Ten years ago, Democratic and Republican lawmakers devised elaborate plans to fix Social Security’s deteriorating finances. Democratic lawmakers have continued to work through this vision, but the GOP has not introduced a single comprehensive solvency bill since 2016.
How long will they wait?
The Social Security funds are running out. In recent years, it has collected less money from employees and employers than it distributes to 65 million recipients. By spending down its once-$3 trillion trust fund, it makes up for the difference.
The trust fund will run out and benefits will be reverted to payroll taxes. The benefit cut for everyone will be more than one-fifth if Congress doesn’t fix Social Security before then. There is no complexity in fixing Social Security.
Lawmakers can raise taxes just like in 1977. They can reduce benefits like in 1983. The program can also be reinvented as it did in 2005. Since the mid-1990s, when the solvency problem first emerged, all three of these options have been discussed. The 1977 playbook seems most comfortable for Democratic legislators.
In all of their comprehensive solvency bills, they raise or eliminate the maximum taxable wage base in order to target affluent workers. These are the wages that are subject to the payroll tax.
A few bills propose raising the payroll tax to 6.2%. Other bills promote taxing investment income. Democrats, however, disagree on whether most new revenue should go toward solvency reform or benefits enhancement.
However, the Republican party has painted itself into a corner. It insists on not raising taxes. Lawmakers also claim they won’t hurt current beneficiaries. With a self-funded program like Social Security, it can be difficult to protect both taxpayers and beneficiaries. Certain groups will be required to pay solvency costs.
It is just a matter of which ones. There have been three comprehensive solvency bills introduced by Republican senators and representatives between 2010 and 2016. They all introduced bills to eliminate long-term actuarial deficits.
Social Security would have been fixed by any of these bills. Revenues would have once again fully supported benefits. According to Market Watch, six Republican solvency bills failed to gain much support in Congress, as they only attracted eight cosponsors.
But the Democratic solvency bill was co-sponsored by 208 House Democrats in 2019. In the years since 2016, Republican leaders have failed to propose a single comprehensive solvency plan.
The reason for this is that five of the six sponsors are no longer in Congress (all except Lindsey Graham). There is a need for new volunteers to take up the mantle in the Republican caucus.
Second, it is becoming more difficult to achieve solvency by reducing benefits each year.
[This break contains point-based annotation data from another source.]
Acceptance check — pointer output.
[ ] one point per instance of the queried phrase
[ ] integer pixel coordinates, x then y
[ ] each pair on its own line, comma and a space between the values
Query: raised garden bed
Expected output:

The retirement age was raised from 65 to 67 in 1983 by Congress (effectively reducing benefits). This change was implemented gradually over four decades. Currently, there is an urgent need for revenue. And there’s not much time left for gradual change-less than a decade.
Thirdly, both Trump as a candidate and later as the president promised not to cut Social Security benefits. Having their leader oppose benefit-cutting bills made it difficult for Republican legislators to draft bills.
Fourth, the Republican Party is gradually realizing that it can’t restore solvency without increasing Social Security taxes. Reducing benefits is one way to restore solvency. However, benefit reductions alone won’t work politically. Sadly, Republicans are unable to acknowledge that taxes are necessary.
Republicans might have taken the pledge when they were first running for office. There’s no point in being the only candidate in a crowded primary who opposes tax hikes. However, governing is difficult.
Without raising taxes, you must cut benefits. Once 2034 arrives, and the trust fund empties, Social Security benefits will be automatically cut, and that will go across the board.
Difficult Choices ahead for Voters
A while ago, Republicans thought reinventing Social Security would solve their problems. They proposed that the current pay-as-you-go system be replaced with a system where workers’ contributions would be diverted into individual investment accounts.
The Republican-controlled Senate and the Republican-controlled House, however, refused to consider such a proposal when Bush made the proposal in 2005. The key challenge was how to finance traditional Social Security while diverting worker contributions into individual accounts.
On Capitol Hill, Democrats and Republicans have deep differences on how Social Security should be fixed. Public opinion polls indicate that Social Security is widely supported by citizens on both sides of the aisle.
The fact is that sensible solvency reforms are widely supported by Democrats and Republicans, workers and retirees, the poor and the wealthy. Among these reforms is gradual taxation as well as modest benefit reductions.
So, voters are aware of the hard decisions ahead. They should also insist that their representatives draft and co-sponsor realistic proposals to fix Social Security. Voters can weigh these plans and go for them, providing the foundation to fix Social Security now.